Friday, 25 April 2014

Feeding the seals

There is a little marina tucked away in a beautiful neighborhood close to ours. If you visit there you will find a few residents that will put on a bit of a show for you if only you promise to feed them after.


Jakob loves visiting here. It is probably Victoria's best kept secret. At the marina's shop you purchase a small bag of frozen fish, and make your way down to the docks where there is always one seal keeping vigilant watch for little boys and girls holding clear plastic baggies of fish bits, and if they spy you they send our a special sealy call and before you know it another head pops out of the cold pacific waters, then another, and another, until suddenly there are a handful of seals barking and clapping and lolling about showing off their gluttonous bellies and adorable whiskers.


I don't know how they gain so much weight eating fish, but they do, and they wear it well.

Once the bag of fish is empty, the seals topped up and satisfied, there are a few token beaches around that are laden with rocks, and sticks ripe for throwing. My little boy? he never could resist a rock or a stick on a beach. He can throw for hours and never get tired. It is a very nice way to pass a beautiful afternoon for anyone, moms, dads, grandmas, grandpas, seals and little boys and girls alike.


*Thanks Nana for all the photos.

Monday, 21 April 2014

Long Weekends: Easter edition

As far as Easter long weekends go, and they can really go either way considering all the sugar that is consumed on two out of those four days, ours went relatively smoothly. In fact, I'd say it was one of the nicest I've had in a long time in some ways. Lots of family gatherings, lots of delicious food, lots of traditions past and newly formed, and enough chocolate to keep the energy high and flowing. 

One Easter tradition I love: Good Friday dinner. Growing up in Vancouver my mom and dad always hosted a Good Friday dinner where a big vegetable soup was the main course and our close family friends and their four kids came over contributing platers overflowing with cheese and fruit. Being away from them on this day, knowing that the tradition continues even without us there makes me feel homesick and nostalgic. So to make myself feel a little closer to home I hosted my own Good Friday vegetarian soup and cheese plate dinner, and invited a few favorite people over to help me forge a new tradition. 


It was a nice way to kick start the final days of our Easter journey.

This year Jake really had this great sense of anticipation for the Easter Bunny. He fell asleep late, forcing his tired eyes to stay open at the hope of catching a glimpse of the magic rabbit, and woke up early (way WAY too early) with excitement and wonder that there were easter eggs hidden in his room and that that meant that the bunny had been in and out of his bedroom without him noticing!

He hunted, he found, he ate. 

Ah the joy of pure, innocent childhood magic.




I wish us adults had more of that innocent joy in us. The innocence and the joy that helps us believe, without question, in all things magical. A bunny who hops around the world delivering eggs and filling baskets for children of all ages? sure, why not.  Jakob believes that he drives around on a vespa so his feet don't get too tired and that he speaks german. He stayed awake late listening for the putt putt of his motor. 

Magic.


Live on. 

Saturday, 5 April 2014

Cool clear days

The other day it was cool and clear and like many cool and clear days around here we decided to head for a local park. Unlike previous cool and clear days at the park, however, little sister took part in a way she never has before. 

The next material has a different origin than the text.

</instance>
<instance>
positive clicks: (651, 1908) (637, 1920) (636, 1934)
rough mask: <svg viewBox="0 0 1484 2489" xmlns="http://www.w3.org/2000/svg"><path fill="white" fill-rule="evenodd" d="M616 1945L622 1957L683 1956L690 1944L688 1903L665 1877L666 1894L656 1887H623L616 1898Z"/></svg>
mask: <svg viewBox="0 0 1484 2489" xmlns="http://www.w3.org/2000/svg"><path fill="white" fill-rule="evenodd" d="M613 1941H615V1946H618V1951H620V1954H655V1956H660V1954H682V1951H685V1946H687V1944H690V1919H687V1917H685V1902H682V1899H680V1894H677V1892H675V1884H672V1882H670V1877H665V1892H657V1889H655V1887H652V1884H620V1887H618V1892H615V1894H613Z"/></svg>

She had her first ride in a swing, and who better to push her than her seasoned big brother. 



These last five months have been busy and have moved by faster than I sometimes feel I could keep up. Most of the time I just feel like I've been running along side my life at top speed trying desperately to keep up. It's been a blur and when things get blurry I tend to lose focus of the little things. But every once in a while, when things are cool and clear, everything slows right down and those little things, those two wonderful little things that make the sprint to keep up with life worth it, become the centre of my attention. 

I snuck up on him reading to her the other night. Melt my heart. 
Cool clear days, please keep on a comin'.